Investments in both on- and off-shore wind energy are being rapidly scaled up to transform the energy system and reduce greenhouse gas emissions. Our research addresses two themes; (1) How much electricity can be generated by existing technology (i.e. bottom-mounted wind turbines) along the US east coast? And what is the uncertainty? (2) Will global climate non-stationarity change the amount of electricity that can be generated from wind turbines? To address theme 1 we are performing detailed simulations with the Weather and Research Forecasting model and sampling uncertainty across; a range of wind turbine layouts, different wind turbine parameterizations and different versions of WRF - specifically atmosphere-only WRF and the Coupled Ocean Atmosphere Wave Sediment Transport (COAWST) model.
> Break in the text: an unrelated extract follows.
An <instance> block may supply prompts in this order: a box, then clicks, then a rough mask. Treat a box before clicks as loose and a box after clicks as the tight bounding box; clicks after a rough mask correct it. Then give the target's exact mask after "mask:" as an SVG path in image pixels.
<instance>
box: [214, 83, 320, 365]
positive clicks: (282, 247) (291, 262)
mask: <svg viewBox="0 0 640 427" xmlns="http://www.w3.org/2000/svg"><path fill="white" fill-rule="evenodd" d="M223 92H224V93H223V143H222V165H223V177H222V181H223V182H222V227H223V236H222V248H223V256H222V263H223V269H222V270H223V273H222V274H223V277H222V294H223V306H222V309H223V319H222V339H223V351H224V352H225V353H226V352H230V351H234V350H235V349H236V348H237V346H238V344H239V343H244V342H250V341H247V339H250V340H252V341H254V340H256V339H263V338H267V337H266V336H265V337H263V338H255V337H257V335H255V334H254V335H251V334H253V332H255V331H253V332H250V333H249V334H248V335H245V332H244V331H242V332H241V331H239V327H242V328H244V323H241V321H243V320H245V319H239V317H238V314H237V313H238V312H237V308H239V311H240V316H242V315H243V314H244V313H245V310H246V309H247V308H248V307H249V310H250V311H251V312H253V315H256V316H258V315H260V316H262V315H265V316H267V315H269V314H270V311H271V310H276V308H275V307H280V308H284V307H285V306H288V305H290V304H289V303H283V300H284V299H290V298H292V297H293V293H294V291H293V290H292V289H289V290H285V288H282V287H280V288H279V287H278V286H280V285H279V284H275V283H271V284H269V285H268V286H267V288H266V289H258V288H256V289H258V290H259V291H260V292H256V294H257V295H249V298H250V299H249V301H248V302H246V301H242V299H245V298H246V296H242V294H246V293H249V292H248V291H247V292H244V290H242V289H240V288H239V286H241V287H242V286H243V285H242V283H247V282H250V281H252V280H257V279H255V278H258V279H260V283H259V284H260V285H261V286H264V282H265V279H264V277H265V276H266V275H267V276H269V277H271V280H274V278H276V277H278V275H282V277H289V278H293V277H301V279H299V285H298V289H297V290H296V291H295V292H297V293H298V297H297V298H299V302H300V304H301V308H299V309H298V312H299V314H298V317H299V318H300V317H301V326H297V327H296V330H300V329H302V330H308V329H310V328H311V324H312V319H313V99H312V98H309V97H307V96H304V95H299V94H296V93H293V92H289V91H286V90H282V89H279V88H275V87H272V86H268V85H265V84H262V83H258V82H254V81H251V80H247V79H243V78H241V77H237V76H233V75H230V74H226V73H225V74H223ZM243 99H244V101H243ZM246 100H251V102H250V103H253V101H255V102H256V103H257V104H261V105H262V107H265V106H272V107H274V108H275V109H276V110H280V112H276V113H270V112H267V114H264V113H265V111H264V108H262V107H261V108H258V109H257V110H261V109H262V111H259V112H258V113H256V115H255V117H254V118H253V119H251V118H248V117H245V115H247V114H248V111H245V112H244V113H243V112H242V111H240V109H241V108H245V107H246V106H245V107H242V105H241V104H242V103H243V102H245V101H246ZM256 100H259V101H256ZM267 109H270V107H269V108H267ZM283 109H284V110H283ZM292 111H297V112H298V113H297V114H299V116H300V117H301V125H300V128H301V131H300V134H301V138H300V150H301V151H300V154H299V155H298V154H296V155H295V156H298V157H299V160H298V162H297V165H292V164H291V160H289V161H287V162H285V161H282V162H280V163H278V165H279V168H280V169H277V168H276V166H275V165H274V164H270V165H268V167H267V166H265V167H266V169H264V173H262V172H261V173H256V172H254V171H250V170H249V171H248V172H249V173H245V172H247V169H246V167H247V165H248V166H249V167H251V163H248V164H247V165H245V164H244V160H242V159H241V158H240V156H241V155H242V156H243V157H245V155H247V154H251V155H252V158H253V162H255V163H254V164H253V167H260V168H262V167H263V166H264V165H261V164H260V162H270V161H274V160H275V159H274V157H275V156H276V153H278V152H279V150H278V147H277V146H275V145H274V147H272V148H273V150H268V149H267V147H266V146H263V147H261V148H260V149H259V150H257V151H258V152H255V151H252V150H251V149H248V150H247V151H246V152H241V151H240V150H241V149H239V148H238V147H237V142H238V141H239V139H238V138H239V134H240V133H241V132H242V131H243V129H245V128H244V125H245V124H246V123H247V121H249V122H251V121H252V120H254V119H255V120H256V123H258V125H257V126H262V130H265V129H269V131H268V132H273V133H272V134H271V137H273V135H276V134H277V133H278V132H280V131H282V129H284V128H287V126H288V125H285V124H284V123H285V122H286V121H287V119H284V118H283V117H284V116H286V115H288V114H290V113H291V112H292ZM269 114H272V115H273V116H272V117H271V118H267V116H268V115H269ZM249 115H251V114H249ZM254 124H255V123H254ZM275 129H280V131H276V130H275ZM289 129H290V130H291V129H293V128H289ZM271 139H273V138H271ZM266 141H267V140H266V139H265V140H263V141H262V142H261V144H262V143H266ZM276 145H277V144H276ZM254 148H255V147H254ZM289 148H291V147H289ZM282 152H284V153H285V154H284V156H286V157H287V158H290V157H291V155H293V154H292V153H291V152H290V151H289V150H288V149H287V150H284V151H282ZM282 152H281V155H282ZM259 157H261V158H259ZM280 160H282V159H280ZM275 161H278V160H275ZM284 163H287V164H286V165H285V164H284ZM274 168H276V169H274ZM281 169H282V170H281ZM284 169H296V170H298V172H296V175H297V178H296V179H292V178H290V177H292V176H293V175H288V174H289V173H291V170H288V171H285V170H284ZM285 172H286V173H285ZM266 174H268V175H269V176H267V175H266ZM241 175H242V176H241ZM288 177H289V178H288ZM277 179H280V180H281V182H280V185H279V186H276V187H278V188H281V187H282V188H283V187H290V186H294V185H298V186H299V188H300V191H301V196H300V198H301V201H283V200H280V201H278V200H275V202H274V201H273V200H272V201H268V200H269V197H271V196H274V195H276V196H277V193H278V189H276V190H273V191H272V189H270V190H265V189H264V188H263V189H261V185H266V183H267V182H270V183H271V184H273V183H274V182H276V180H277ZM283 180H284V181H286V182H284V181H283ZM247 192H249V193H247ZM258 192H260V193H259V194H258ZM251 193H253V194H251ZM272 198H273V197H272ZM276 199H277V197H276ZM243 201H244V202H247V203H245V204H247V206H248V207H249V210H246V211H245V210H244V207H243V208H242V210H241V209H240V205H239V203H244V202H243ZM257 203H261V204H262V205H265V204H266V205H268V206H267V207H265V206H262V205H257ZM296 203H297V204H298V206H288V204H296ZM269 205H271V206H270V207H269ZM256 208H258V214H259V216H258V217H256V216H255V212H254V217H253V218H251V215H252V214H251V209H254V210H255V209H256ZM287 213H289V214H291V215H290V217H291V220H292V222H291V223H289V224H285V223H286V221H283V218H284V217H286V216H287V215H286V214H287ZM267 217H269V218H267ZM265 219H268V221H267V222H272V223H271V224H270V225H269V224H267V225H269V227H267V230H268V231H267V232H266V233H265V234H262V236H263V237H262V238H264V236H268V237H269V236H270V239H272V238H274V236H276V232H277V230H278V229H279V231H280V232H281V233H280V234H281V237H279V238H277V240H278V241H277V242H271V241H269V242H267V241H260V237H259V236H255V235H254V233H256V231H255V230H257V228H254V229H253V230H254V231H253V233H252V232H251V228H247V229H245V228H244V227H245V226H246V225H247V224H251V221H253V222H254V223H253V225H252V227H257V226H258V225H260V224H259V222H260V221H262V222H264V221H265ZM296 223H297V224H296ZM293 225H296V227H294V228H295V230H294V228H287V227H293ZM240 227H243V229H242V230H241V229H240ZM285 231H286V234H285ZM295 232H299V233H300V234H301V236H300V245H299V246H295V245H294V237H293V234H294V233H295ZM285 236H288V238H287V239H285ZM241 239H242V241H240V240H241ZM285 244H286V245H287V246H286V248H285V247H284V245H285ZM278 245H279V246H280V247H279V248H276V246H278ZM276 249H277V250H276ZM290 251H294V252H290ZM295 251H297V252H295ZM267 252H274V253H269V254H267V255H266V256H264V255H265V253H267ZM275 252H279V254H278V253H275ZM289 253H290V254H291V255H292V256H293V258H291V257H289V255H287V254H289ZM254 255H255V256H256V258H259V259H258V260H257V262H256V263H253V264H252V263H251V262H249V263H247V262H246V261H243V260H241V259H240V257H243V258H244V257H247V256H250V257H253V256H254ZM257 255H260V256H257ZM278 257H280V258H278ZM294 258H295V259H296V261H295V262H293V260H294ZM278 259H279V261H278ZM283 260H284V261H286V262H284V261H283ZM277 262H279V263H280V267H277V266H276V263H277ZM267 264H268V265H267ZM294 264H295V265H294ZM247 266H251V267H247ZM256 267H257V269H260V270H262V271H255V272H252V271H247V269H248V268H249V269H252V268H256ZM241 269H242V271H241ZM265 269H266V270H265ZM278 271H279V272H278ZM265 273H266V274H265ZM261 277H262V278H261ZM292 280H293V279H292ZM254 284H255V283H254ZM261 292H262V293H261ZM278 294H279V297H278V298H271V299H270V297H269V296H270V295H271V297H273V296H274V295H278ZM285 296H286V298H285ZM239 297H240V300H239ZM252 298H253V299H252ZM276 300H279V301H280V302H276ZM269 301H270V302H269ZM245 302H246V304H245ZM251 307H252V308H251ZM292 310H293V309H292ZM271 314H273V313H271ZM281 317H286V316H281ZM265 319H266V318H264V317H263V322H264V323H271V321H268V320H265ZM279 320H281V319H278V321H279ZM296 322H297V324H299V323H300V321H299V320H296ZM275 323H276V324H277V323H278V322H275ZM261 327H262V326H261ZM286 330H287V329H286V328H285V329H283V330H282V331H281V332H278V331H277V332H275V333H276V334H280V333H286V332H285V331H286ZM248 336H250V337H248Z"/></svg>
Currently, wind turbines supply approximately 10% of total U.S. electricity consumption. For the most likely wind turbine spacing of 1.85 km up to a further 5% of national supply could be generated from areas along the US east coast that have already by leased for development. However, the wind farm parameterization is a major source of uncertainty and preliminary results suggest there may be substantial benefits to fully coupled simulations in terms of accuracy of power generation predictions. For theme 2 we have performed projections of daily electricity generation from existing onshore wind farms in the contemporary and future climate using both machine learning and WRF. These indicate small declines for the Midwest, Northern Great Plains and the Northeast primarily driven by reduced summertime windiness. Electricity generation is projected to be stable in the wintertime and over the Southern Great Plains. Energy system electrification will preferentially enhance wintertime electricity demand over much of the US. Our work suggests evidence this may lead to greater synchronization between demand and times of highest wind energy production.